Scientists have found the “mother”, or origin, of all skin cells and say their discovery could dramatically improve skin treatments for victims of serious wounds and burns.

Hans Clevers and a team of Dutch and Swedish researchers conducted a study in mice and found that the stem cell that gives produces all the different cells of the skin actually lives in hair follicles.

The findings, which they say will translate for human use, mean it may be possible to harness these stem cells to help with wound repair or skin transplants for burns victims, they said in a study in the Science journal on Thursday. “This is the mother of all the stem cells in the skin-it makes all the other stem cells,” Clevers, of the Royal Netherlands Academy of Arts and Sciences in Utrecht, told Reuters in a telephone interview.

“The same stem cells exist in humans, we can see them, and the promise is that these cells are probably going to be much better than anything we have had to date at making new skin.” The skin has three different populations of cells-hair follicles, moisturising sebaceous glands, and the tissue in between, known as the interfollicular epidermis. Stem cells are original cells, or drivers, from which all human cells develop. Scientists had previously thought that stem cells in each of these three skin populations were capable of producing their own cell type, but until now, a “mother” stem cell which produces all three types had not been found.

Clevers’ team found that a group of stem cells that live in hair follicles and which have high levels of a gene called Lgr6 are the original epidermal stem cells.

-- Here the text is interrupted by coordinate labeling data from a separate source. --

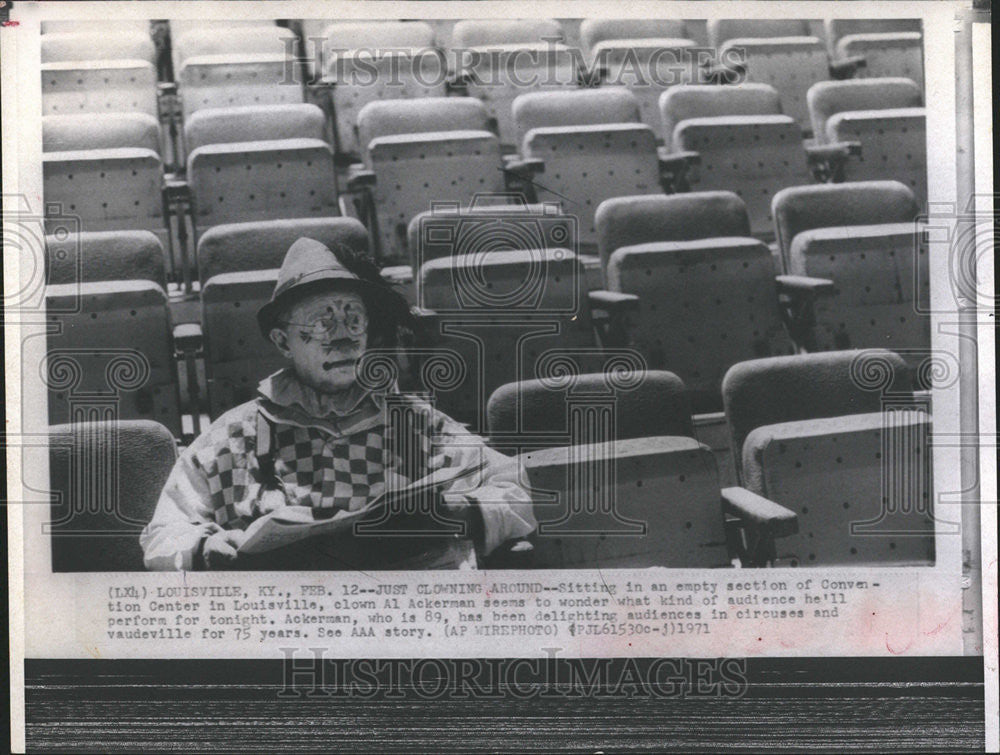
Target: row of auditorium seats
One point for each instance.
(685, 284)
(813, 471)
(578, 148)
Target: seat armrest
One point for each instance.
(846, 68)
(523, 168)
(762, 513)
(677, 169)
(826, 161)
(612, 302)
(804, 285)
(397, 274)
(188, 338)
(359, 180)
(723, 73)
(609, 313)
(797, 294)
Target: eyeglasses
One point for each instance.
(351, 316)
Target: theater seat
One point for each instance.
(789, 64)
(254, 123)
(596, 30)
(106, 478)
(261, 180)
(863, 236)
(860, 486)
(421, 152)
(237, 355)
(893, 146)
(803, 208)
(809, 386)
(498, 74)
(537, 412)
(99, 86)
(70, 133)
(117, 44)
(105, 256)
(494, 317)
(108, 189)
(236, 80)
(111, 350)
(261, 245)
(627, 221)
(644, 502)
(827, 98)
(647, 68)
(721, 30)
(576, 107)
(753, 156)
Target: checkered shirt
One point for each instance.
(312, 467)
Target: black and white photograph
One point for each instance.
(557, 357)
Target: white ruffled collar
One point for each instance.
(285, 389)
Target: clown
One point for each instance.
(315, 436)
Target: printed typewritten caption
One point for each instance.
(482, 614)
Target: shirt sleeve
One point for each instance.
(182, 520)
(498, 488)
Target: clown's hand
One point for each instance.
(221, 548)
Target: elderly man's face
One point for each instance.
(324, 335)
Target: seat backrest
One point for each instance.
(377, 35)
(896, 54)
(261, 245)
(649, 67)
(99, 86)
(790, 64)
(209, 81)
(838, 28)
(108, 189)
(97, 45)
(882, 294)
(360, 80)
(253, 123)
(808, 386)
(497, 314)
(114, 339)
(682, 103)
(663, 508)
(827, 98)
(96, 534)
(627, 221)
(450, 231)
(416, 116)
(721, 30)
(414, 170)
(70, 133)
(860, 485)
(63, 27)
(753, 156)
(105, 256)
(244, 181)
(595, 30)
(574, 107)
(655, 404)
(499, 74)
(893, 146)
(472, 33)
(235, 40)
(584, 165)
(237, 355)
(802, 208)
(703, 306)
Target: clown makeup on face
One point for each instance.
(324, 335)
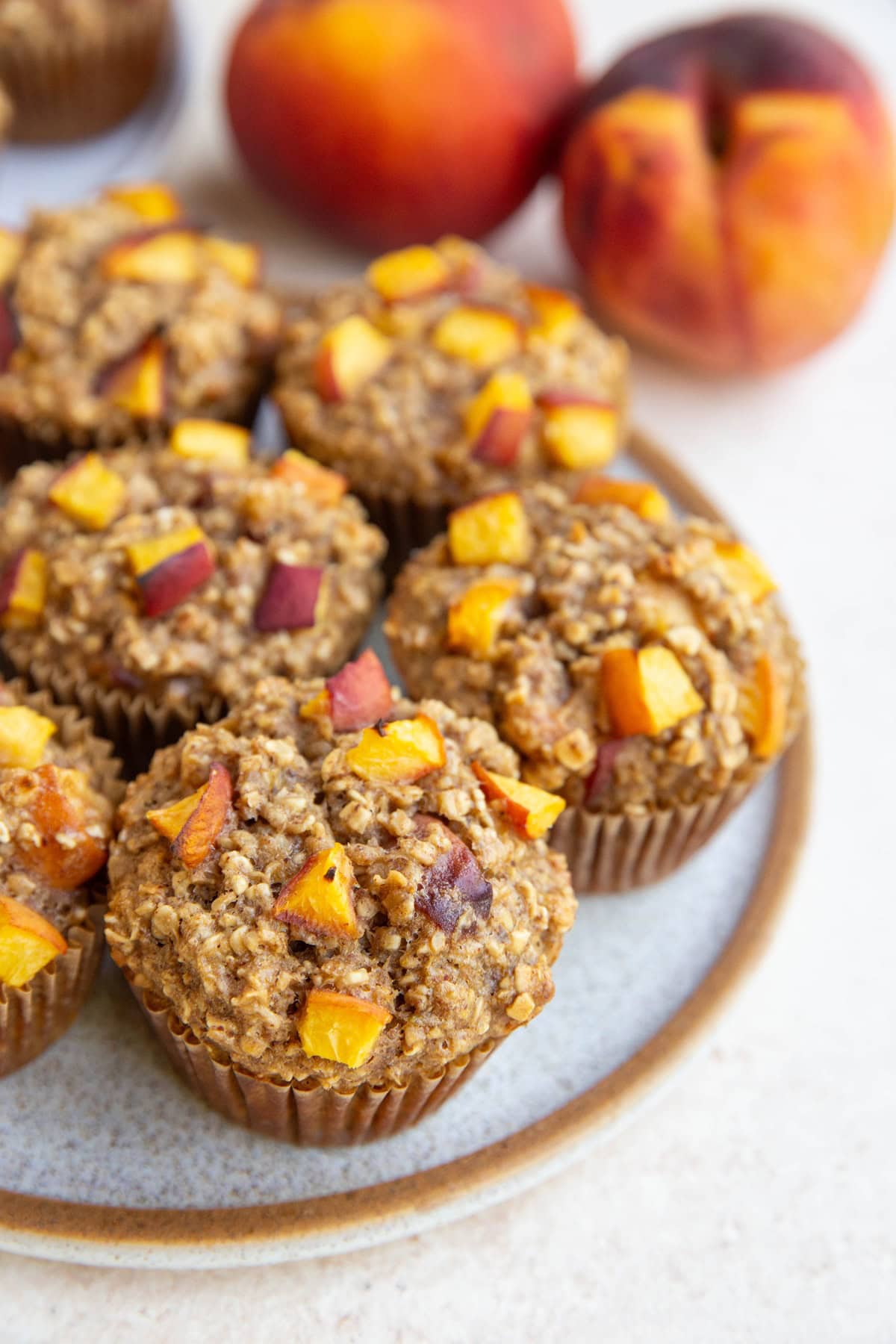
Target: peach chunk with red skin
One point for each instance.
(399, 752)
(193, 824)
(647, 691)
(319, 897)
(729, 191)
(340, 1027)
(27, 942)
(23, 591)
(529, 811)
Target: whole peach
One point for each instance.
(393, 121)
(729, 190)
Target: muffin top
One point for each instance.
(635, 662)
(343, 903)
(121, 315)
(187, 571)
(58, 786)
(442, 376)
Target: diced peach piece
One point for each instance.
(579, 430)
(166, 257)
(289, 601)
(401, 752)
(23, 737)
(556, 312)
(11, 248)
(27, 942)
(641, 497)
(137, 383)
(211, 441)
(169, 567)
(348, 356)
(491, 531)
(529, 811)
(89, 492)
(763, 709)
(319, 897)
(410, 273)
(321, 485)
(23, 591)
(481, 336)
(152, 201)
(340, 1027)
(62, 809)
(476, 616)
(358, 697)
(743, 570)
(497, 418)
(647, 690)
(240, 261)
(193, 824)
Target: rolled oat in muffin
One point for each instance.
(641, 665)
(119, 319)
(442, 376)
(58, 788)
(321, 913)
(155, 585)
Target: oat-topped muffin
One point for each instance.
(641, 665)
(75, 67)
(152, 585)
(442, 376)
(58, 788)
(317, 893)
(121, 317)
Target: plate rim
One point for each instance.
(346, 1221)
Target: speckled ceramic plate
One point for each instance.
(105, 1157)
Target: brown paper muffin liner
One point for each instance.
(75, 84)
(304, 1113)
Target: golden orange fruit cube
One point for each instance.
(152, 201)
(211, 441)
(319, 897)
(641, 497)
(491, 531)
(743, 571)
(647, 691)
(401, 752)
(193, 824)
(321, 484)
(558, 315)
(89, 492)
(23, 591)
(480, 336)
(23, 737)
(762, 707)
(476, 616)
(529, 811)
(348, 356)
(408, 273)
(27, 942)
(340, 1027)
(579, 432)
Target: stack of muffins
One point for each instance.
(331, 900)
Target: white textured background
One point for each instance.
(758, 1201)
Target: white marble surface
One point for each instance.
(758, 1202)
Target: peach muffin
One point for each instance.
(58, 788)
(324, 917)
(442, 376)
(641, 665)
(119, 319)
(155, 585)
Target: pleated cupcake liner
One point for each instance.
(74, 85)
(307, 1115)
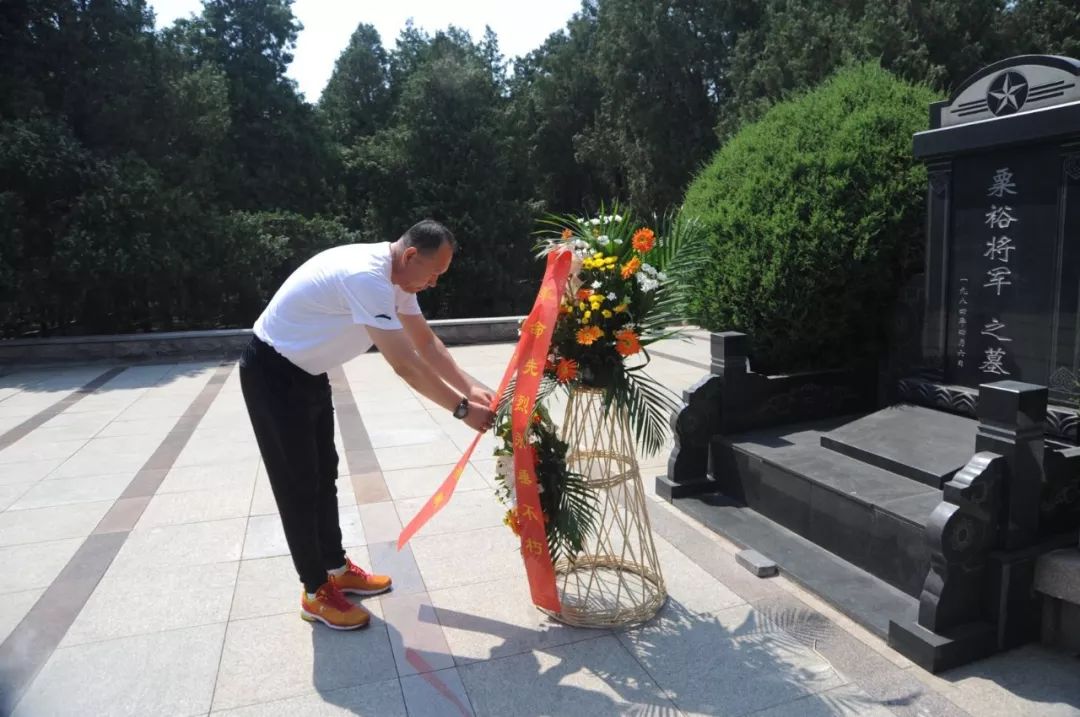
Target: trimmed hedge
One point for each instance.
(814, 215)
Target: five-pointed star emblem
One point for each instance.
(1007, 96)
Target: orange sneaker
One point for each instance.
(360, 582)
(333, 609)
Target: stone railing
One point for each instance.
(216, 343)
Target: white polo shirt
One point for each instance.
(320, 315)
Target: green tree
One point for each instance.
(657, 66)
(444, 156)
(555, 96)
(813, 221)
(356, 98)
(278, 152)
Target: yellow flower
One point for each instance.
(590, 335)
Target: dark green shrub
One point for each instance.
(814, 216)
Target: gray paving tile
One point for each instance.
(731, 662)
(162, 674)
(196, 506)
(270, 585)
(44, 524)
(847, 701)
(458, 558)
(88, 464)
(11, 492)
(692, 586)
(372, 409)
(705, 553)
(14, 607)
(435, 694)
(233, 475)
(68, 491)
(369, 487)
(27, 472)
(172, 546)
(389, 437)
(35, 565)
(29, 449)
(416, 636)
(592, 677)
(123, 515)
(478, 627)
(375, 700)
(400, 565)
(169, 599)
(437, 452)
(380, 521)
(213, 452)
(280, 657)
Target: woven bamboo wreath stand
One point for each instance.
(616, 580)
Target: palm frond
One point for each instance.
(647, 403)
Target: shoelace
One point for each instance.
(336, 598)
(354, 569)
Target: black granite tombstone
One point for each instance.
(936, 516)
(1003, 232)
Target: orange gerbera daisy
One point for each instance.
(626, 342)
(631, 268)
(644, 240)
(589, 335)
(566, 370)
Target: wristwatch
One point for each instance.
(462, 408)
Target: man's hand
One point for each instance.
(482, 395)
(480, 417)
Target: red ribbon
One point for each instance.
(527, 363)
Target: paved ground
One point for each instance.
(145, 572)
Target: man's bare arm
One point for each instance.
(433, 352)
(396, 348)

In tests on mice with wounds, they found that Lrg6 cells around the wound drove new skin growth and repaired the skin. Scientists are already able to grow new skin in laboratories using tissue from existing skin cells from patients who have been badly burned, but the new skin is often brittle, dry and does not have hair-making it look unusual. Clevers said the advantage offered by the “mother” stem cell finding would be that they could grow skin from its original basis-allowing it to be “real new skin” with moisture from sebaceous glands and the ability to grow hair. He said researchers now need to learn how to isolate the Lrg6 cells from human skin. That could take 2 to 3 years. “We are learning how to grow the mouse cells in culture. Once we know how to do this and can isolate the human variant, we should be able to grow human cells as well,” he said. “Since there is a lot of experience already with growing and transplanting skin for burn wound patients, it should be relatively easy to incorporate the new stem cells ... and conduct trials in patients.”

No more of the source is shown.